ロエベ財団(Loewe Foundation)が主催する「ロエベ クラフト プライズ 2018(LOEWE FOUNDATION CRAFT PRIZE以下、クラフト プライズ)」の優勝者にスコットランド出身の陶芸家、ジェニファー・リー(Jennifer Lee)が選ばれた。

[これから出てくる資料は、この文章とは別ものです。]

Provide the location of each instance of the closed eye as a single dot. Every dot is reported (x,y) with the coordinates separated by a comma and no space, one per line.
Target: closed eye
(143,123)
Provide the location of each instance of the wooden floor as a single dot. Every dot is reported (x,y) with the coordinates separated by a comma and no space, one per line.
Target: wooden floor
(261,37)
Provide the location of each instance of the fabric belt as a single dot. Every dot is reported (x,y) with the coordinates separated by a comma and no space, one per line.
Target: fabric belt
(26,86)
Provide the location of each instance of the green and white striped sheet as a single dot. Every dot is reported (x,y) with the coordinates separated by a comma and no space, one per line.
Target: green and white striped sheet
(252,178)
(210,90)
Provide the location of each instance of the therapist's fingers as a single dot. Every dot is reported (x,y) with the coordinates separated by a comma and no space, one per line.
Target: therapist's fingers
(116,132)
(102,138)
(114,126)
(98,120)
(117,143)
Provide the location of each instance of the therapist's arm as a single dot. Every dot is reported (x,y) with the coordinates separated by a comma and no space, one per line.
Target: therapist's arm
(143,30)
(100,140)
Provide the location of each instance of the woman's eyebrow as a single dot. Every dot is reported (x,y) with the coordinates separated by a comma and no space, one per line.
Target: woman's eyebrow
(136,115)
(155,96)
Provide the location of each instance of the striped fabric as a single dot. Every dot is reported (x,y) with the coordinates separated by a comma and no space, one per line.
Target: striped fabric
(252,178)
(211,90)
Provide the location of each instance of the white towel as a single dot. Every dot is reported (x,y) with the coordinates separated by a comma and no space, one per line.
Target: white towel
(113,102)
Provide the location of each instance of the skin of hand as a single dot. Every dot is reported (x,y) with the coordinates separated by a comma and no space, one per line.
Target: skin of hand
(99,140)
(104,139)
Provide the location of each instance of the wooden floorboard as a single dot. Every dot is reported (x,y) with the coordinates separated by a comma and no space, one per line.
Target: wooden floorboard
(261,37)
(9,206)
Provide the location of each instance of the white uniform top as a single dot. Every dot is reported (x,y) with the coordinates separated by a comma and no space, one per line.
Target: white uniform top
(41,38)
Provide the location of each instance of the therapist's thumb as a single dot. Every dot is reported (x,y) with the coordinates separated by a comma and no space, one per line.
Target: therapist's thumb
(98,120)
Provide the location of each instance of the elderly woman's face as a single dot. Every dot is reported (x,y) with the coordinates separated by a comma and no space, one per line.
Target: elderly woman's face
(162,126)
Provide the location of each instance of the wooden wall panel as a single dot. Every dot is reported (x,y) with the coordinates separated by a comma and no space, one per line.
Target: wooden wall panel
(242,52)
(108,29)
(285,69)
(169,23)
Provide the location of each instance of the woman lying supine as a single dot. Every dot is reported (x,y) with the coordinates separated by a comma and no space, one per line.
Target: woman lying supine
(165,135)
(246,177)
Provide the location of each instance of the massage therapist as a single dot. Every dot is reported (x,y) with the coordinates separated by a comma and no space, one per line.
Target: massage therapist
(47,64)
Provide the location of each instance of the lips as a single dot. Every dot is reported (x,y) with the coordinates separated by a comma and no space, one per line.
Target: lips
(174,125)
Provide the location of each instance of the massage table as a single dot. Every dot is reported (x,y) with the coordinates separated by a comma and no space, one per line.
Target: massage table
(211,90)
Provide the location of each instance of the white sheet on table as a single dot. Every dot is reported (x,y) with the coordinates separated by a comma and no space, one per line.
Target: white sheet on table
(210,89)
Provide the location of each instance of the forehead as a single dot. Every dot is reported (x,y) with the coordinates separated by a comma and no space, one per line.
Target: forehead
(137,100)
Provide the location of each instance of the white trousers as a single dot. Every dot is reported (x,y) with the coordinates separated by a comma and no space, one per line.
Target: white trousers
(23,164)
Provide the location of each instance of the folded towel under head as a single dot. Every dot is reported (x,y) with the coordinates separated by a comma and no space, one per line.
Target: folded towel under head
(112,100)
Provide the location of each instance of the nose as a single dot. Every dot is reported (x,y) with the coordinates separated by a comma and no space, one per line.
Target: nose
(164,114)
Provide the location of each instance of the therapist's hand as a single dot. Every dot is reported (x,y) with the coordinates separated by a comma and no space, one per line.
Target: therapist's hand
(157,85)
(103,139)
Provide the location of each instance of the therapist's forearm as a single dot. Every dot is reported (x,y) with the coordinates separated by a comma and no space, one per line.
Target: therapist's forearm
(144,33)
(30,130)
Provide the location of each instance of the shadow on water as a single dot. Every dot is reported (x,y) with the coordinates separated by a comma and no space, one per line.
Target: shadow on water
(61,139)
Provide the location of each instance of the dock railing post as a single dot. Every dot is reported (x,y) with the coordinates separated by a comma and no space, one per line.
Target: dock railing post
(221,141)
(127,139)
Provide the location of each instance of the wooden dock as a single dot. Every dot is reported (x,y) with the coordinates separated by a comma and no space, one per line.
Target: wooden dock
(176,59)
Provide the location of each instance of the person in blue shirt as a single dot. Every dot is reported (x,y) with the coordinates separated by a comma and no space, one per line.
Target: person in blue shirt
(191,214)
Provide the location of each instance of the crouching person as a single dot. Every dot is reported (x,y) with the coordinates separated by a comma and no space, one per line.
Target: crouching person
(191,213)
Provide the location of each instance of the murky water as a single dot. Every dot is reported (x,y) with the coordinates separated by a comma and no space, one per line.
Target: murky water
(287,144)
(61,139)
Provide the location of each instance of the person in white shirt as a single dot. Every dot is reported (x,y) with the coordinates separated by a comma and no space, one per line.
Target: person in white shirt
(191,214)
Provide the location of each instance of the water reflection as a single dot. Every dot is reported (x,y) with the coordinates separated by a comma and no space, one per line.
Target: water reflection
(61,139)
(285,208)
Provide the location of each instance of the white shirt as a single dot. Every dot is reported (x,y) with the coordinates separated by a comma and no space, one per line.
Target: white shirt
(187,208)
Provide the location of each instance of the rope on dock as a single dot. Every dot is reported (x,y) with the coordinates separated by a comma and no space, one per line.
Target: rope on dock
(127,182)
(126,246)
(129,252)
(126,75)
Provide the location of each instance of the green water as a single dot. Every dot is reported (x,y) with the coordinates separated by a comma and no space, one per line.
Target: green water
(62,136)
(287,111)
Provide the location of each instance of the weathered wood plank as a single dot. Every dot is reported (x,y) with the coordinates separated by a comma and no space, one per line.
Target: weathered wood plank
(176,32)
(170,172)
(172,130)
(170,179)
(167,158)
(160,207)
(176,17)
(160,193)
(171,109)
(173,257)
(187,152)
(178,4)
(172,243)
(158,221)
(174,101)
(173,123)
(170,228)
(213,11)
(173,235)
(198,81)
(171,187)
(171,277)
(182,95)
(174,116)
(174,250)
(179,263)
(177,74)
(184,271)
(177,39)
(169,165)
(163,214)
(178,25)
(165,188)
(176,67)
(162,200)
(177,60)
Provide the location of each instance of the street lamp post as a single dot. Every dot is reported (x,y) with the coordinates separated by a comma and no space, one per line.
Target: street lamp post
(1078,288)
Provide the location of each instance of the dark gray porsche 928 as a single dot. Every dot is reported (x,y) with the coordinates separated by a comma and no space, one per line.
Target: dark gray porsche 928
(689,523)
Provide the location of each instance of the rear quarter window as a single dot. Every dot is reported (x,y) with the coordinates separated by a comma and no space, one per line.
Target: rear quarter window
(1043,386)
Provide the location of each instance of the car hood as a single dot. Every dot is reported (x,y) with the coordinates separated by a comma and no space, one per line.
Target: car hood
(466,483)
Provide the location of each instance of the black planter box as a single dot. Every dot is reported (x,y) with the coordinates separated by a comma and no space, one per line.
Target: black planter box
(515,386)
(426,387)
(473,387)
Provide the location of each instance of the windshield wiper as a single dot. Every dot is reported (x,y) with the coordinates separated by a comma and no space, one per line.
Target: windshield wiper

また、特別賞は陶芸家の桑田拓郎とフランスのテキスタイル・アーティスト、シモーヌ・フェルパン(Simone Pheulpin)が受賞した。
5月3日にロンドン デザイン ミュージアム(London Design Museum)で行われた授賞式のプレゼンターは女優のヘレン・ミレン(Helen Mirren)が務め、審査員は同プライズを設立したジョナサン・アンダーソン(Jonathan Anderson)「ロエベ」クリエイティブ・ディレクターや、昨年の優勝者であるエルンスト・ガンペール(Ernst Gamperl)などが務めた。
優勝者のリーが制作した作品「Pale, Shadowed Speckled Traces, Fading Ellipse, Bronze Specks, Tilted Shelf」は、釉薬や装飾物を使わずに、原料となる粘土に金属酸化物を混ぜて作られた陶磁器。熱を使って金属酸化物のさまざまな色を引き出し、それを調整することで完成させたのが特徴だ。リーの作品は世界40カ所で展示されている。トロフィーと賞金5万ユーロ(約650万円)を手にしたリーは、彼女のロンドンのスタジオを拡張するのに充てたいと語った。
リーの優勝作品の他、特別賞を受賞した桑田の作品「Tea Bowl」とフェルパンの作品「Croissance XL, (XL Growth)」など、ファイナリスト約30人の作品はロンドン デザイン ミュージアムに6月17日まで展示される。
2回目の開催となった「クラフト プライズ」と応募作品を振り返りアンダーソンは「昨年と比べ、エモーショナルな作品が多かった。今回の『クラフト プライズ』で学んだのは、人生をかけて「1つの形」を作り上げる人々がいるということだ。クラフツマンシップにはそれぞれのペースがあり、必ずしも若者が1番才能があるとは限らない。だからこそプレゼンターにすべての年齢の人をインスパイアし続けるヘレンを選んだ。スピードもテクノロジーも素晴らしいが、時には深呼吸をして考える必要がある。社会がエモーション(感情)を失っているからこそ、手で触れ、感じる工芸品が必要なんだ」と語った。
また、来年の「クラフト プライズ」の授賞式の開催都市については明らかにしなかったが「パリや中国、僕たちの活動を歓迎してくれる世界のどの都市もあり得る」と話した。